Other religious groups also believe, but not quite at those numbers: 25 percent of mainline Protestants and Catholics also believe God determines the Super Bowl’s outcome, while 9 percent of religiously unaffiliated Americans think so.
Among those believers appear to be a few football players, including Seattle Seahawks quarterback Russell Wilson, who suffered a devastating loss in the Super Bowl in 2015 when he threw an interception against the New England Patriots. He later blamed God.
“The play happens, and they pick the ball off. And I take three steps,” Wilson recalled some months later in 2015 (via NESN.com). “And on the third step God says to me, ‘I’m using you … I want to see how you respond.

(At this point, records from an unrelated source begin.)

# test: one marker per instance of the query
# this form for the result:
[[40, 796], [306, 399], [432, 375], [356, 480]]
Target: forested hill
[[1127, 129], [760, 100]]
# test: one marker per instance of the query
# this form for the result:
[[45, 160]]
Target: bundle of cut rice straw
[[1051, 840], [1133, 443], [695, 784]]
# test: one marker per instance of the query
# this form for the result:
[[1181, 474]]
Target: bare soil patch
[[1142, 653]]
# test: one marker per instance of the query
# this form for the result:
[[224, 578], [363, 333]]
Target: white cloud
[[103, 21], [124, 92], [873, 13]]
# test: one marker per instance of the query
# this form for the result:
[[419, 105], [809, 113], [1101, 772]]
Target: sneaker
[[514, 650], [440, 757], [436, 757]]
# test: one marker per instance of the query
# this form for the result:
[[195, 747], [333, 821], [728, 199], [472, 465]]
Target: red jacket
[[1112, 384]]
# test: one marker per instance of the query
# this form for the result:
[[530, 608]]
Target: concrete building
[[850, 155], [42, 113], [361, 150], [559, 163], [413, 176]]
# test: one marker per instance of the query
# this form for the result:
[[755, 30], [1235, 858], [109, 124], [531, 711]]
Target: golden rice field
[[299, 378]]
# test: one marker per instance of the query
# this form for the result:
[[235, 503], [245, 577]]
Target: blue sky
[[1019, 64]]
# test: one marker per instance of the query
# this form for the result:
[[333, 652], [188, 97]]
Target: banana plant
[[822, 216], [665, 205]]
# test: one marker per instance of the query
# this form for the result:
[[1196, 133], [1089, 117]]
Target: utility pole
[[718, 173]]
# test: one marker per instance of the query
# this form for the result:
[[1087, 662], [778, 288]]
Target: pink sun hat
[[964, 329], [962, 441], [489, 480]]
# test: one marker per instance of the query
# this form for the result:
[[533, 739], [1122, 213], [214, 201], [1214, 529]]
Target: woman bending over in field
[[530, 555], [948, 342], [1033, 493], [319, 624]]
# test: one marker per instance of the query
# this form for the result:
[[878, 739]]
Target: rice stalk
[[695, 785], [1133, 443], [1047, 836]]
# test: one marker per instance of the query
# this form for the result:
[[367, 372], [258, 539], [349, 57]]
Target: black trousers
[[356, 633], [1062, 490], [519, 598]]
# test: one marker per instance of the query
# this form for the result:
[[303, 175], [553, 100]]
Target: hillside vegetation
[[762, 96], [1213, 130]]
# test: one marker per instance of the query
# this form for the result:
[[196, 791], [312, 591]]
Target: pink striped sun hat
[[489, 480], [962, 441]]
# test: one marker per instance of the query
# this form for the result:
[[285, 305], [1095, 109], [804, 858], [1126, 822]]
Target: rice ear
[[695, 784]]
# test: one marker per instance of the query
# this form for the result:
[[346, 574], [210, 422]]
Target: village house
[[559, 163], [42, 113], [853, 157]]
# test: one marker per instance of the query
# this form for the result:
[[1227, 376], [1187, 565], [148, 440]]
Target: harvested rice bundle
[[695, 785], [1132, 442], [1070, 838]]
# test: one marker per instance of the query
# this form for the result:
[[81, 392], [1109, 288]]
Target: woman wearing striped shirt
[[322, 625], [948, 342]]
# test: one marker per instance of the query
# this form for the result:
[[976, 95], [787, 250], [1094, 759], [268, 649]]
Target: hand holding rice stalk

But most importantly, I want them to see how you respond.’ ”
So, while God might help determine the winner, according to some Americans, it appears His motives aren’t always straightforward. Don’t tell that to the nearly 50 percent of Americans who believe God favors athletes who are more devout.
Yes, according to this same PRRI poll, 49 percent of Americans believe God grants good health and success to athletes with stronger senses of faith. The percentage of people who believe that rises to 65 for non-white Protestants, 62 percent for white evangelical Protestants, 59 percent for white mainline protestants and 48 percent for Catholics. Meanwhile, just 29 percent of religiously unaffiliated Americans believe God blesses devout athletes more than those who aren’t.
Wilson, who regularly attends a nondenominational, evangelical church in Seattle, is not in the Super Bowl this year. (What’s up with that, God?) But Tom Brady, the quarterback of the team that beat him that year, is.
If the Pats quarterback can take home a fifth Super Bowl ring on Sunday, the nearly 50 percent of Americans who believe God rewards more devout athletes might need to reevaluate their stance. Brady, who was raised Catholic, is less religious and more generically spiritual.
” … I think we’re into everything,” he told the New York Times in 2015. “I don’t know what I believe. I think there’s a belief system, I’m just not sure what it is.”
Brady and the Patriots will face the Atlanta Falcons, led by quarterback Matt Ryan, who was raised Catholic and attended a private high school affiliated with the Quaker faith.
The tenets he learned there, including that no individual is more important than the community, still shape Ryan’s belief system today, according to his father, Mike.
“You don’t have to be a Quaker for the Quaker practices and beliefs to make sense. It’s a good way to live,” he told the Times this week.
God will have His chance to weigh in (or not — 73 percent of Americans don’t believe God cares one way or the other, the survey found) when Super Bowl LI kicks off.